【昭和的家族】頼み事のコツとクリスマスツリー
あれはいつ頃の事だろう。父がまだ現役で一番忙しく働いていた頃かと思う。私は父に頼み事をするのにはコツがあると気が付いた。例えば、自転車のパンクを修理して欲しい時、もしも父にストレートに頼むと断られる。
「お父さん、自転車の空気が抜けやすくて、どうやらパンクしているみたいなんだけど、見てもらえますか?」と言うと、
「なんだよ。俺だって忙しいんだ。お母さんに頼んでくれよ」と言う感じ。
だけどもし直接父に話さず、父が近くにいる時に母や別の家族に悩みを相談すると父の行動は全く違う。
「最近、何度も空気を入れていても、私の自転車の前輪の空気が抜けちゃうんだ。
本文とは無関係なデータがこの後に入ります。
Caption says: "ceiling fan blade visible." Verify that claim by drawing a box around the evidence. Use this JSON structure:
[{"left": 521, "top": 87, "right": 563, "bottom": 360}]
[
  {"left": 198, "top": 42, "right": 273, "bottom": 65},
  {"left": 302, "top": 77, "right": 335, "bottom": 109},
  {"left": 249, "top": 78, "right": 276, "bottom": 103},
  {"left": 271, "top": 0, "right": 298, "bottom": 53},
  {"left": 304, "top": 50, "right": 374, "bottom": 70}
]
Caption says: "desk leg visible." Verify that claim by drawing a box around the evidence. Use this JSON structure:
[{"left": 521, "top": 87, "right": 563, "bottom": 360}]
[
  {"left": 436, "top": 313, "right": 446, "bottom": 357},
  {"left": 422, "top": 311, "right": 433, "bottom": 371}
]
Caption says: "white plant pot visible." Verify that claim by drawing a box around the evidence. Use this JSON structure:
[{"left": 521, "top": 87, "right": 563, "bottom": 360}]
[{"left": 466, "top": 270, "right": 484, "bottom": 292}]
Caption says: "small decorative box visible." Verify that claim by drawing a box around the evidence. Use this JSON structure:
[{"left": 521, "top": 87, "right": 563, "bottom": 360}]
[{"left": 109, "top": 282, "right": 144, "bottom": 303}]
これってパンクしているって事なのかな。もしもそうなら、自転車やさんに持って行く必要があるんだよね…」とか母に話をしていると横にいる父の姿が消える。
暫くすると父は庭で私の自転車をひっくり返し、前輪から空気が漏れるかどうかを大きなタライのようなものを使って確認していて、更に暫くすると私の自転車と父の姿が庭から消える。やがて小一時間もすると、
「ほら直ったぞ」とどうやら自転車屋さんに持って行ってかつ修理代さえ支払らってくれた様子で戻って来る。
そんなコツを知ってしまってからだいぶ長い間、私は父に頼み事をする時は、ストレートに頼まず、間接的に悩んでいる姿を見てもらうようにしていた。
それから相当長い時間が経ち、父は最後の仕事を辞めて年中家にいるようになった。父は趣味が多かったからか、余った時間を持て余すという事は無かったようだったけれども、私から見て大きく変わったのは、何かを頼むととても嬉しそうに何でも引き受けてくれるようになった事だった。
私はそんな父の変化を有難く思い、これ幸いと色々な事を頼んだ。
開けづらい雨戸の開け閉め(お願いすると、父はふざけて「分かりましたー!」と軽く敬礼をしてそそくさと作業に行った)、要らない用紙をシュレッダーにかける事(父は私から度々依頼されるこの作業に対応する為に業務用とも思える位の大きなシュレッダーを購入していた)、荷物の宅配の発送手配(父は数社の宅配会社の配達員の方々と仲良くなり数種類の伝票を束で保管し、必要に応じて使用する宅配会社専用の雨除けのビニールカバーさえもいつも切らさないようにストックしていた)等々。
そんななんで、もう昔習得していた父に頼み事をするコツの事を私はすっかり忘れていたのだけれど、ある時”そう言えば!”と昔のコツを思い出した事があった。それは父が大ケガで入院して実家からいなくなってしまった時の事だ。
私は庭の端に何故だかクリスマスツリー的な木が植えられているのに気が付いた。何本かの鉄製の支え棒でその木は支えられて父に育てられている様子だった。私は母に聞いた。
「庭にあるクリスマスツリーみたいな木ってお父さんが育てていたのかな」
「あぁ、そうなのよ。確かこの近所のどこかのお家で、クリスマスツリーを買ったら直ぐに枯れたとか曲がったとかで、クリスマスの飾りが上手く出来なかったという話をお父さん聞いたみたいなの」
「どこの家?もしも頼まれていたんだったとしたら私、渡してくるよ」
「それがどこの家の事なのか私も聞いてないのよ。それも直接頼まれたわけでは無くて、人づてにある近所のお家のクリスマスツリーが上手く飾れなくてお子さん達ががっかりしたと聞いただけで。お父さん、ツリーがしっかり育ったらプレゼントしに行くつもりだったらしいの」との事で、どこのお家の事なのか母の話から分かるヒントは何も無く、私達はそのクリスマスツリーを父が渡したかったご家族に渡す事はできなかった。
そのタイミングで私は、急に遠い昔の父への頼み事のコツを思い出した。”そっかお父さん人づてに聞いたからこそ、自分が何かやってあげたいという気持ちでこのクリスマスツリーを育てていたのかな”と私は思った。
何年かして、結局そのクリスマスツリー的な木は、ある夏のものすごく暑い時期に水遣りが足らなかったかですっかり枯れてしまい、誰かの家でクリスマスの飾り付けをしてもらえる事無く、ひっそりと実家の庭から片付けられてしまった。